コミュニケーションは、予測不可能な部分を含み込んだ上で継続されるやりとりであるから、その予測不可能性をエビデンスで狭めていくという手法自体が、コミュニケーションという営みそのものと矛盾するように感じられるからだ。これを突き詰めるとコミュニケーションはタッチパネルみたいなものになるだろう。(もちろん、本日の秋月さんのお話がそこを目指していたわけではないのはよくわかる)

あと患者さんを傷つけないためのコミュニケーションに、エビデンスを示す必要なんてそもそもあるのかしら?とも思う。

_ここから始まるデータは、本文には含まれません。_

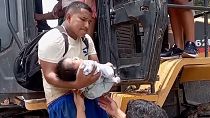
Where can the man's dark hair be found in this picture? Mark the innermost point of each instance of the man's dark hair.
(77, 6)
(144, 109)
(66, 72)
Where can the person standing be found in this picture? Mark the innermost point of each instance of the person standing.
(51, 48)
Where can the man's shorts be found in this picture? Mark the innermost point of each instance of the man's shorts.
(64, 107)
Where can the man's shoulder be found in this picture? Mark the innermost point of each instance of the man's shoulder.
(53, 36)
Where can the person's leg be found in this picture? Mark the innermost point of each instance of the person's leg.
(187, 23)
(93, 110)
(92, 29)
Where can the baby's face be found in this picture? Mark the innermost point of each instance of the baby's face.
(74, 63)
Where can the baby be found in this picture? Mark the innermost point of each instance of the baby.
(67, 69)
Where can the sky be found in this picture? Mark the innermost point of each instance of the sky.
(47, 7)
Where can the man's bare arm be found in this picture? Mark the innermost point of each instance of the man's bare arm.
(49, 70)
(93, 57)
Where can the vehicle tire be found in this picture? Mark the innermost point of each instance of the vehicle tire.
(144, 109)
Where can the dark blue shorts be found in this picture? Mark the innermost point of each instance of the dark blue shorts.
(64, 107)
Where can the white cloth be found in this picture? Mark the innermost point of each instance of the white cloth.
(51, 48)
(103, 84)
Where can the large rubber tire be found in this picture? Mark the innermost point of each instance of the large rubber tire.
(144, 109)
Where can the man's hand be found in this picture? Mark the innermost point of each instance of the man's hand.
(85, 80)
(110, 106)
(57, 10)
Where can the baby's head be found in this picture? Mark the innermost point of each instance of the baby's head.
(67, 69)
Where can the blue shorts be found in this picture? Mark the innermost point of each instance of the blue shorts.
(64, 107)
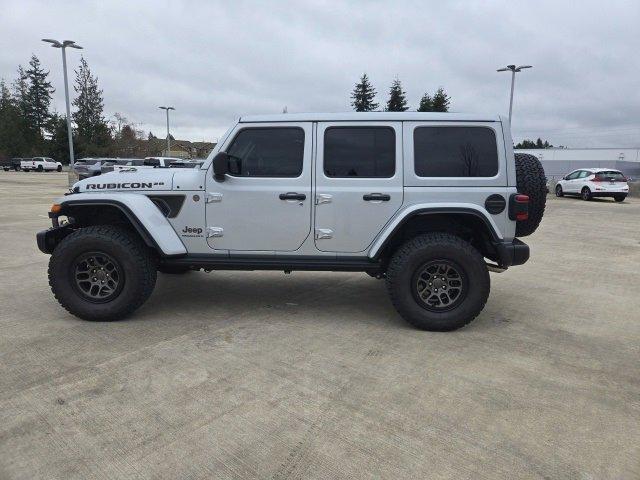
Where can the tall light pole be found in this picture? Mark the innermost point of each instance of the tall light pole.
(63, 46)
(513, 69)
(168, 135)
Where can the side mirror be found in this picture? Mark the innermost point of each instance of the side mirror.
(220, 166)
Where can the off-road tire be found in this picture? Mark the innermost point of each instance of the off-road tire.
(531, 181)
(173, 269)
(419, 251)
(134, 259)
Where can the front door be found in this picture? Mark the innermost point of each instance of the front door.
(358, 183)
(264, 204)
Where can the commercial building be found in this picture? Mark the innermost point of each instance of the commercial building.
(557, 162)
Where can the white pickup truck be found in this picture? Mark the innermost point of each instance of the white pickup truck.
(41, 164)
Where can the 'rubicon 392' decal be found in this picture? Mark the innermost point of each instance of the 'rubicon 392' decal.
(125, 185)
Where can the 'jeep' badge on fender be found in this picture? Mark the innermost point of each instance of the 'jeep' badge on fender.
(191, 232)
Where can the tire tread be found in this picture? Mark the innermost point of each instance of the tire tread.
(399, 263)
(127, 240)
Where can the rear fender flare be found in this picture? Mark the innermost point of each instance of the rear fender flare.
(432, 208)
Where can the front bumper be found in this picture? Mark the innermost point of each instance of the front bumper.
(610, 193)
(48, 239)
(512, 253)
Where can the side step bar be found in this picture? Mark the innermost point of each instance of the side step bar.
(285, 263)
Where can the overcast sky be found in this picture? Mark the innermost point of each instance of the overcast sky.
(215, 61)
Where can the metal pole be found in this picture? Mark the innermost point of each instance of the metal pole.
(72, 178)
(513, 80)
(168, 136)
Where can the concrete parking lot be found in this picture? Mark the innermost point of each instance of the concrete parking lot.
(313, 375)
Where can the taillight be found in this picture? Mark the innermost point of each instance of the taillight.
(519, 207)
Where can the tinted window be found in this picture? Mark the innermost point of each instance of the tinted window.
(455, 152)
(267, 152)
(367, 152)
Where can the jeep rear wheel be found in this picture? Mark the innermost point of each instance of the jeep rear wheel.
(559, 192)
(101, 273)
(173, 269)
(531, 181)
(438, 282)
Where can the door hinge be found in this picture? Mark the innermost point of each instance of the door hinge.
(323, 233)
(323, 198)
(212, 197)
(214, 232)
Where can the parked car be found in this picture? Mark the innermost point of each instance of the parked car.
(161, 161)
(40, 164)
(594, 182)
(385, 193)
(186, 163)
(87, 167)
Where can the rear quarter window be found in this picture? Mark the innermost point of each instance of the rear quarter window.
(455, 152)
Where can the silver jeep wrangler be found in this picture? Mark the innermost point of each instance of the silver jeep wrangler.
(429, 202)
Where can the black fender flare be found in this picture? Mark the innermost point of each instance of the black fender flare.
(495, 237)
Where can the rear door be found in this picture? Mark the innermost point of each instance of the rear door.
(358, 183)
(571, 183)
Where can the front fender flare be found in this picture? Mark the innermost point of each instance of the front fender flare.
(145, 217)
(432, 208)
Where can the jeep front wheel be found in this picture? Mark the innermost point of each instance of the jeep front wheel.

とはいえ、「Aという語りかけをすると患者さんの不安が○%上がります。なのでAという語りかけはやめましょう」みたいに示され初めて、「そうか!Aは良くないんだ」となる医療者も一定数いるのだろうか。

コミュニケーションの予測可能性を、文化ではなく医学が担う社会とは?

ただ、コミュニケーションの予測可能性を、これまで文化が担っていたことを踏まえると、それが医学にスライドしただけととることもできる。

どうやったら人を傷つけないか?

どうやったら失礼にならないか?

そういう問いに答えるコミュニケーションの作法は、それぞれの地域が持つ文化の中である程度決められており、それがコミュニケーションを安定させるとともに、共同体の多様性も作り出していた。

この部分を文化ではなく医学が担うと、多様性は減少し、コミュニケーションの安定性が1つのやり方で保証されるような大きな共同体が生まれるだろう。

多様性とか、個性とか言いながらも、このような社会を多くの人が望んでいるのもまた事実だと思うので、「エビデンスに基づくコミュニケーションのガイドライン」はこれからますます増えていくと予想する。